Tuttavia, le diverse attività sportive possono influenzare in maniera profondamente diversa la crescita e la funzione sessuale. Inoltre, differenze profonde esistono in rapporto all’intensità dell’esercizio fisico praticato. In questa review, affronteremo l’influenza del nuoto sia agoni­stico che non agonistico sulla crescita, lo sviluppo sessuale e la funzione ovarica della donna.

Il nuoto agonistico e la donna: influenze sulla crescita e lo sviluppo sessuale

I primi studi non dimostrarono alcuna influenza negativa del nuoto, anche praticato a livello agonistico, sulla crescita e lo sviluppo sessuale delle bambine. Infatti, Peitenburg e coll., studiando 1064 ragazze di età compresa fra 8 e 14 anni, osservarono che sia la statura che l’età del menarca erano normali nei soggetti che facevano nuoto.
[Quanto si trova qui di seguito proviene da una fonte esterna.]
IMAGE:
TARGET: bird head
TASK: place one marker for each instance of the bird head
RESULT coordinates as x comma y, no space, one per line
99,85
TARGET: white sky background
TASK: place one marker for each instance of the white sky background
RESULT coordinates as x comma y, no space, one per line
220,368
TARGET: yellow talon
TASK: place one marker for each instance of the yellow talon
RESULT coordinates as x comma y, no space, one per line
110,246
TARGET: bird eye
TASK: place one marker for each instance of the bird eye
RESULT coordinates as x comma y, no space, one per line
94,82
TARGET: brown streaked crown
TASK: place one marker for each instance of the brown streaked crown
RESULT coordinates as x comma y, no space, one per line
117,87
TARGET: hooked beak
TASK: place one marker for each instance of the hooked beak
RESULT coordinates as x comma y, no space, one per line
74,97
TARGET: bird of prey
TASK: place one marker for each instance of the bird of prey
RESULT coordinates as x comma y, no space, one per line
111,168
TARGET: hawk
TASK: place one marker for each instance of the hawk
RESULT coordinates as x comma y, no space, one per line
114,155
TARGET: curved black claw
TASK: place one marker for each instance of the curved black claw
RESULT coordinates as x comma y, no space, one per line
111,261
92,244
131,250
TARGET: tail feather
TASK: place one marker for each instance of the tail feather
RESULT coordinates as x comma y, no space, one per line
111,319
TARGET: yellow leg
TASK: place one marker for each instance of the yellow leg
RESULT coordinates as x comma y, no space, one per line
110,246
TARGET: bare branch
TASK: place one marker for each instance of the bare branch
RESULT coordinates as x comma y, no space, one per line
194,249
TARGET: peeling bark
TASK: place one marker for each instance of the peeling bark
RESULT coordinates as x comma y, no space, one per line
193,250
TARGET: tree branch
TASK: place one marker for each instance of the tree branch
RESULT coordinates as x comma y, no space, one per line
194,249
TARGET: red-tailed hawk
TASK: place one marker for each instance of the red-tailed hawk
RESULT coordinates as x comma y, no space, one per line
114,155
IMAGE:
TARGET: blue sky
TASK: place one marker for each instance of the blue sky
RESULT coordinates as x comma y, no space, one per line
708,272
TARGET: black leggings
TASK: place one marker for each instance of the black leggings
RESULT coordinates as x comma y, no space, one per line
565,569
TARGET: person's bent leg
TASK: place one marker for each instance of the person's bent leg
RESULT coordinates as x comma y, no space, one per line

Inoltre, Faunoo e coll, non riscontrarono un aumento delle irregolarità mestrua­li in ragazze danesi che facevano nuoto a livello agonistico.

Tuttavia, successivamente fu osservato che, anche il nuoto, quando praticato a livello agonistico ed associato ad intenso allenamento, ritardo, sia pure lievemente ed in misura assai minore rispetto ad altri sport, l’età del menarca. Un importante studio di Costantini e Warren ha permesso di chiarire meglio le influenze del nuoto agonistico sullo sviluppo e la funzione sessuale femminile.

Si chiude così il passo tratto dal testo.